A second use case is that of developing one particular dataset. When that dataset is especially large repeated iterations slow the data development process, as it requires a lot of human judgements and frequent regeneration of an entire dataset. This is where a parallel execution option would be helpful.
Currently DCP supports a simple parallel processing model via a customized ‘make’ file. It’s not ideal because the calls to DCP must be constructed by hand in advance, splitting up the input data into ranges of households.

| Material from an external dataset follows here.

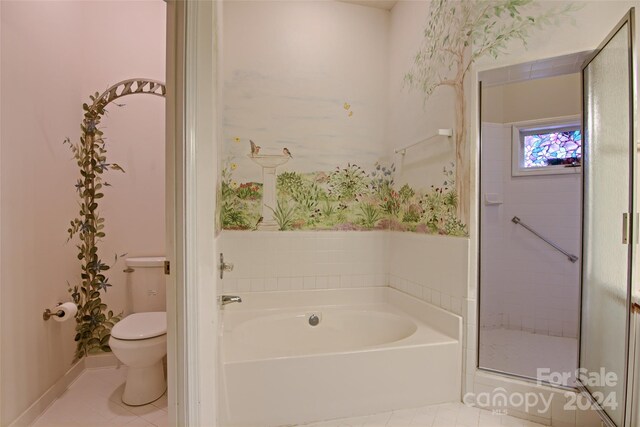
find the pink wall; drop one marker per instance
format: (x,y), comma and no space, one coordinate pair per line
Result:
(53,55)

Also, the input data isn’t indexed so DCP must scan through the data to find a starting point (though this is relatively fast compared to converting data.)
Even if we implemented a very elegant version of this parallel processing feature it would be limited to one machine. In a lot of cases on a 16-core machine that would still be a great improvement, but it would be nice to take advantage of a distributed filesystem like Hadoop.
A complication in the parallel execution feature is that while simple data conversion is totally parallel and stateless, the missing data allocation feature is not. The DCP maintains state throughout its execution, holding the last seen donors matching predictors on each allocation table. One of the points in the DCP refactoring plan addresses this problem. We can make the allocation feature stateless by introducing a donor gathering phase (which would only need to be re-run upon changes to allocation table definitions or input data.) We could build the stateless allocation feature with a sophisticated key-value store or a database.